The Wnt signaling pathway has long been associated with tumorigenesis, CSCs, cancer metabolism and immunity in many cancers [45]. Especially in lung cancer, Wnt signaling is a crucial pathway for driving both CSC formation and metastasis [36, 37, 46]. It is known that β-catenin is encoded by the CTNNB1 gene, functions as the key component in canonical Wnt signaling and is tightly regulated by ubiquitin-mediated protein degradation [38]. Interestingly, mutation of the CTNNB1 gene seems to be uncommon in lung cancer [46], highlighting the aberrant stabilization of β-catenin as a critical issue in lung cancer. Enhancement of β-catenin stability by DUBs through direct or indirect regulation has been investigated in some studies. For instance, recent data have indicated that USP9X promotes the activation of canonical Wnt signaling through deubiquitinating and stabilizing DVL2 in breast cancer cells [47]. In colorectal cancer, USP20 has been reported to deubiquitinate and stabilize β-catenin, which in turn promotes cancer cell growth, invasion and chemoresistance [48]. Similarity, USP4 also acts as an oncoprotein to regulate β-catenin deubiquitination in colorectal cancer [49]. Recently, Xue’s study revealed that knockdown of USP5 expression caused downregulation of the β-catenin protein level and induction of GSK-3β phosphorylation on Ser9 [50]. However, Ser9 phosphorylation of GSK-3β inactivates this protein and thereby increases β-catenin protein stability [51], indicating that other mechanisms control the degradation of β-catenin when USP5 is inhibited. Here, our findings provide new insights indicating that USP5 interacts with β-catenin, causes β-catenin deubiquitination, prolongs the β-catenin protein half-life, and thus increases the expression of Wnt/β-catenin downstream target genes in lung cancer.
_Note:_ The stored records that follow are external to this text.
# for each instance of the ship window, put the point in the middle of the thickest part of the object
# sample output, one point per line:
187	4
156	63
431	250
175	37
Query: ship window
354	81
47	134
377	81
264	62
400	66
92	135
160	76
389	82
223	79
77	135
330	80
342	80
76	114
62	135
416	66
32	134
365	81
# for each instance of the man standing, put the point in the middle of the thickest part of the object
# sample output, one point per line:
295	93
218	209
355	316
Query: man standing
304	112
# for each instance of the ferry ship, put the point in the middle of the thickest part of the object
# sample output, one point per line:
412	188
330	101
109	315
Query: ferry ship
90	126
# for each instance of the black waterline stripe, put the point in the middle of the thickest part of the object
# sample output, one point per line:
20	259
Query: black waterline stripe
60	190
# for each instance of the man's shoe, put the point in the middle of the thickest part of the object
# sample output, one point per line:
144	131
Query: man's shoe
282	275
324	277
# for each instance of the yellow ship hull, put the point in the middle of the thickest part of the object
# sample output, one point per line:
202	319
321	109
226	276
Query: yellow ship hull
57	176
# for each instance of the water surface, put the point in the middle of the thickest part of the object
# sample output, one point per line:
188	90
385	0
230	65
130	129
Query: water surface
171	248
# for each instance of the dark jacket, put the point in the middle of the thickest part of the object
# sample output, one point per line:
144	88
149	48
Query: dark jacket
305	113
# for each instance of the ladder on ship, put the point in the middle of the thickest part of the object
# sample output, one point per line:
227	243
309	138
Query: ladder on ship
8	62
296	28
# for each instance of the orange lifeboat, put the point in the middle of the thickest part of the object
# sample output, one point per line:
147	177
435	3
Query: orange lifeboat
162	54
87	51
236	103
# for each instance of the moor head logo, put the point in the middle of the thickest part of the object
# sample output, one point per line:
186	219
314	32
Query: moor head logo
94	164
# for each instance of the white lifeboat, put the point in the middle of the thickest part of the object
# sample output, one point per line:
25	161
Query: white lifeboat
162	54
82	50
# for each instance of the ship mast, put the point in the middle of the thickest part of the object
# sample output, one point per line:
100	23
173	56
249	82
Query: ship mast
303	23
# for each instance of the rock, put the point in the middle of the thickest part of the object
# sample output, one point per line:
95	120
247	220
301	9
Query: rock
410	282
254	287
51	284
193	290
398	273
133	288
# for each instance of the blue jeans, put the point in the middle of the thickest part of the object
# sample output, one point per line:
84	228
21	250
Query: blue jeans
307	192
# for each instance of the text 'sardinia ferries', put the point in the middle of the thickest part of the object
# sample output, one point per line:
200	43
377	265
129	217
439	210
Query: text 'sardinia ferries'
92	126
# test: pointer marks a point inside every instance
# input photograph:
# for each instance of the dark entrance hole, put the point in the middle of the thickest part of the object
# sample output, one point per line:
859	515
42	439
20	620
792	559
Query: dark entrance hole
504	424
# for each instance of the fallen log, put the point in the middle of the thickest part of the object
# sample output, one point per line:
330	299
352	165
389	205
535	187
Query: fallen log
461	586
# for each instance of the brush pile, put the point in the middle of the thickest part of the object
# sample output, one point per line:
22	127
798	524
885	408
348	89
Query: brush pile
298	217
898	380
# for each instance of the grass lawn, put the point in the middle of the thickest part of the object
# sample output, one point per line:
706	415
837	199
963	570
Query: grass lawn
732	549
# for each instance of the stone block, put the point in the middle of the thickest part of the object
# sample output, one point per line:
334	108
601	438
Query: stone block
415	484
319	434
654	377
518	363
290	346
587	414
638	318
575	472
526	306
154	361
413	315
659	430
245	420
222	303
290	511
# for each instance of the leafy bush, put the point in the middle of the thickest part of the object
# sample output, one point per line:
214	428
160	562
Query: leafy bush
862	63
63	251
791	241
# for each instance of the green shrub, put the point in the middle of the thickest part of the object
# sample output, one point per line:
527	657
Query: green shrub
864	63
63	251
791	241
Our study showed WP1130 inhibited cell motility and cancer stemness in lung cancer. Published evidence suggests that WP1130 is a partially selective DUB inhibitor that can inhibit the deubiquitinating activity of USP5, UCH-L1, USP9x, and USP14 [39]. Among these DUBs, USP9X was also reported to promote Wnt signaling. Thus, we could not rule out the possibility that WP1130-mediated effects were partially mediated by another DUB. In confirmation that the effects were dependent on USP5, our data revealed that treatment with Vialinin A, an inhibitor of USP5 and USP4 [41], also showed an inhibitory effect on β-catenin expression in CL1-5 cells (Additional file 1: Figure S6C). Compared to the strong clinical correlation among USP5, Wnt signaling, and stemness in the TCGA-LUAD dataset, there was no correlation among USP9X, Wnt signaling, and stemness in clinical specimens. Overall, these findings suggest that USP5 serves as an important target of these small compounds for suppression of Wnt signaling and stemness properties.

Conclusions

In summary, our work demonstrates that USP5 promotes β-catenin stabilization and Wnt signaling activation to control cancer stemness and metastasis in lung cancer. Additionally, targeting USP5 with either WP1130 or Vialinin A suppresses USP5-mediated effects. Furthermore, patients with high levels of USP5 expression, Wnt signaling activity, and stemness activity were found to have significantly shorter overall survival than those with low levels. Altogether, this study indicates that targeting USP5 with small molecules in these patients may have beneficial effects that improve future lung cancer therapeutics.